When you think of our recruitment over the last 5 years against that of the likes of Brighton, Brentford, Fulham, Palace, Bournemouth, Forest and now Sunderland it shows how utterly dreadful the decision making on the football side has been for far too long. We were in a better position to attract better players than all these teams and we've royally ballsed it up

  • Like 3
Posted

Aiyawatt has nothing to show off now. No glamour Premier League games with Liverpool, Man Utd and Arsenal. No promotion so no parade with influencers. No play-offs so no trip to Wembley.

 

Oxford and Charlton, good clubs that they are, aren't worth the effort.
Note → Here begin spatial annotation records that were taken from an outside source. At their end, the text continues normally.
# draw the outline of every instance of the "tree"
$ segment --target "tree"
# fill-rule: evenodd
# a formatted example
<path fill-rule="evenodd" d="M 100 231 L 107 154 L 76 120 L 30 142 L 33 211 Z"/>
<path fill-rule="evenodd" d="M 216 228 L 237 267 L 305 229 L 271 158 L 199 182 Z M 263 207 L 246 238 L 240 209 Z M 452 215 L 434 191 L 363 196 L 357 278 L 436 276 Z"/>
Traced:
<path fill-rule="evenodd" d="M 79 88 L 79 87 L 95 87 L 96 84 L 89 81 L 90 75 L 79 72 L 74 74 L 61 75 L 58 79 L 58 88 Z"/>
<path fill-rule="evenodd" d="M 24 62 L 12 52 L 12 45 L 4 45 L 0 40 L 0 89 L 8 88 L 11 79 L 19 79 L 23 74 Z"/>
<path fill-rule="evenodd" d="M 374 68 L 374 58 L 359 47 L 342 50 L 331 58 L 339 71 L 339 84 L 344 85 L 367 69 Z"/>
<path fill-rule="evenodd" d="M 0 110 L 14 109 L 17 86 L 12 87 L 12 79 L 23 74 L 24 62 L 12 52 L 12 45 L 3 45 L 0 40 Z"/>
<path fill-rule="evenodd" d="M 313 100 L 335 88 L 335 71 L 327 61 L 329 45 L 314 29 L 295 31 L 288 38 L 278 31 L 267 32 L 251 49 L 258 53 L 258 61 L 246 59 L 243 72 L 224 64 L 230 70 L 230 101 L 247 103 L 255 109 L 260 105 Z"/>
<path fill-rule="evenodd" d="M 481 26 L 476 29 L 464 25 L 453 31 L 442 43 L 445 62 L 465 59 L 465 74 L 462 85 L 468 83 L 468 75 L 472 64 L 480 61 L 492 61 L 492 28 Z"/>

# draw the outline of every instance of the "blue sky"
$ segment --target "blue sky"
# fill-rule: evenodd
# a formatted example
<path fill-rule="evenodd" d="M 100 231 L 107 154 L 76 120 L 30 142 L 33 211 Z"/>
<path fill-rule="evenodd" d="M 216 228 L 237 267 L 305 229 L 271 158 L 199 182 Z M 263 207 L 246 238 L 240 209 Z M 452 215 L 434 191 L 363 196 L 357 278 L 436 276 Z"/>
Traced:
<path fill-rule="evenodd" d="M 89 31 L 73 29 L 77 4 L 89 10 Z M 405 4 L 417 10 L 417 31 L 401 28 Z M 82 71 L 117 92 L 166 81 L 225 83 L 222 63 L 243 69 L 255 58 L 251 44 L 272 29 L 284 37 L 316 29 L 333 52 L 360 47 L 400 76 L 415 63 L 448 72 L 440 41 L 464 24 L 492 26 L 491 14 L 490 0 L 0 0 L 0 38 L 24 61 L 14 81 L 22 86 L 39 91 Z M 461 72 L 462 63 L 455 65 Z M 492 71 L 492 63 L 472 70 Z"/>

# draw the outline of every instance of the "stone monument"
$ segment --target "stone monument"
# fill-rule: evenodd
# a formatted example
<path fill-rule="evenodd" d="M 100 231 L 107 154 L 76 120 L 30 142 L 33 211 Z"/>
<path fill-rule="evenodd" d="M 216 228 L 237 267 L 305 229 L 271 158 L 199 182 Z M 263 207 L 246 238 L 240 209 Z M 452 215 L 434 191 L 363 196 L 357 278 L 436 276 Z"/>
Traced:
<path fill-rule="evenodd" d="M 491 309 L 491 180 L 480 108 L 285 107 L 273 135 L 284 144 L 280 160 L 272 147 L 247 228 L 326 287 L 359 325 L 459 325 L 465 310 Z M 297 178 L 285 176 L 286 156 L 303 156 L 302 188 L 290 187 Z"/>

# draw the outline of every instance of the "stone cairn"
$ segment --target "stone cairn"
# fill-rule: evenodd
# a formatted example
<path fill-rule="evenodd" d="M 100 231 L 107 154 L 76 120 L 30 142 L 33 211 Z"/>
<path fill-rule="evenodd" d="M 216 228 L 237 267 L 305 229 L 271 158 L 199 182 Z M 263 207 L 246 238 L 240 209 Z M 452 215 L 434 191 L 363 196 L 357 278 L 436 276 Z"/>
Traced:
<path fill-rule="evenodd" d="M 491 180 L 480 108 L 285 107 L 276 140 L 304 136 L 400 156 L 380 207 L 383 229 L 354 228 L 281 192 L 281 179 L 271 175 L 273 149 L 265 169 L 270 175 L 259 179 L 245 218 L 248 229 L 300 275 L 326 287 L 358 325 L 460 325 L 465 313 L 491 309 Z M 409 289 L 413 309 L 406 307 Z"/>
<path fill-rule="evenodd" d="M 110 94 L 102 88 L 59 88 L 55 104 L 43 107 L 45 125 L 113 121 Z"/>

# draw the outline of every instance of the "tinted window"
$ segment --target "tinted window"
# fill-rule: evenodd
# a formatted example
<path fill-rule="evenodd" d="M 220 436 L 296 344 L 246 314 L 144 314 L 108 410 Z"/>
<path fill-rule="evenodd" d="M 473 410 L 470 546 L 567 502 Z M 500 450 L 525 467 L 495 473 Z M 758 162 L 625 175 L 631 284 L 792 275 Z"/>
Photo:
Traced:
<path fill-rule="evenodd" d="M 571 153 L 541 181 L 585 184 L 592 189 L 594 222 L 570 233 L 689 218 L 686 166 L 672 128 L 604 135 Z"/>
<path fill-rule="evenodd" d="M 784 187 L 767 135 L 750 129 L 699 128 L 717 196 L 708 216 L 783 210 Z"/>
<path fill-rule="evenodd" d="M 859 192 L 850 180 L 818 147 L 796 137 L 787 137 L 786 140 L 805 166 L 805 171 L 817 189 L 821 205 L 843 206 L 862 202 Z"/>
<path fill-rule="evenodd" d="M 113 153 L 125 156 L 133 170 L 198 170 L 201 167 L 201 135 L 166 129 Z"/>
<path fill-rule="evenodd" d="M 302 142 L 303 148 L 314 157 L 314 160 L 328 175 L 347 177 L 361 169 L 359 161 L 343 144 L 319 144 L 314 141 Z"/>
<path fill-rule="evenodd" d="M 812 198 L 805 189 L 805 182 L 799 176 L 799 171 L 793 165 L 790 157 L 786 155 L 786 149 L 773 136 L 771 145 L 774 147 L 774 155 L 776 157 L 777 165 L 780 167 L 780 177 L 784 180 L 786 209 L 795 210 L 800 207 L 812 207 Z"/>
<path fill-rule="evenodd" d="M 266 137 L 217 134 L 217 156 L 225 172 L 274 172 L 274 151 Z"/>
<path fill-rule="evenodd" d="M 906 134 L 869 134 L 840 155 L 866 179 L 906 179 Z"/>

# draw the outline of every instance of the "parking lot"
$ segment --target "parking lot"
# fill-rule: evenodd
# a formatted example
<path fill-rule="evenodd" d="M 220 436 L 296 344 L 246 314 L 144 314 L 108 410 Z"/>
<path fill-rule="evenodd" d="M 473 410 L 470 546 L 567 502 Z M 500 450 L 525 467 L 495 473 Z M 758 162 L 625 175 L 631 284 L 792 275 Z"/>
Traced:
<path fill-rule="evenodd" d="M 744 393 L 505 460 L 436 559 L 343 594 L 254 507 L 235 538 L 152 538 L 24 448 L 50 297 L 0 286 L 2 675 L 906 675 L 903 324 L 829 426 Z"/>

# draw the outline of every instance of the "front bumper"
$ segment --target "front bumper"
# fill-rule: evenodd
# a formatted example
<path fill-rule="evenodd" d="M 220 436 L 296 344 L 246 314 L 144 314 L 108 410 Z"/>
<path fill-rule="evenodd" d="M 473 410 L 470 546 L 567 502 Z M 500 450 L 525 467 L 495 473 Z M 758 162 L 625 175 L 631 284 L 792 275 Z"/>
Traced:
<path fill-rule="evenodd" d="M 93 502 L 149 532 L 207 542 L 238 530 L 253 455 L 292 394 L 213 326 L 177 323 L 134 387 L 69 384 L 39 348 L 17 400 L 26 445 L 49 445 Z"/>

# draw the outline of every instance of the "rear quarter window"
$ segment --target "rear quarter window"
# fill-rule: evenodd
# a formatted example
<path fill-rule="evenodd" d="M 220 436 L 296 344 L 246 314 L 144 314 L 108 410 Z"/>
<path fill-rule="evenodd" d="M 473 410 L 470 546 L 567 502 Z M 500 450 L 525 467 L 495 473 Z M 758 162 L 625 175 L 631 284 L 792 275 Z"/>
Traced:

Leicester v Coventry is big for the fans but doesn't resonate in the homeland.

 

14th in the second division is best avoided.

  • Like 1
Posted

How many people in this thread wittering about KP still going down to “support the lads” week in week out. 
 

Wake up - it’s empty stadium o clock, time to send a message. 

  • Like 3
Posted
1 minute ago, Paninistickers said:

I tried - and failed - to flag our executive guests / boardroom guests and (lack of) sponsors a couple of weeks ago. We (Top) dont have any.

 

Look at the contingent in the Watford section compared to ours. 

 

KP don't mingle, don't network, all the pitch side sponsors are syndicated EFL deals,.weird Thai/Shell betting or Forex stuff. They don't want anyone near their seedy money operation. 

 

He's a very strange, insular,.little man with appalling english language skills and - I'd hazard a guess - even worse social skills. 

 

 

 

 

Absolutely bang on regarding his English. 
 

He doesn’t get called out on this anywhere near enough. 

Posted
8 minutes ago, Tommy G said:

How many people in this thread wittering about KP still going down to “support the lads” week in week out. 
 

Wake up - it’s empty stadium o clock, time to send a message. 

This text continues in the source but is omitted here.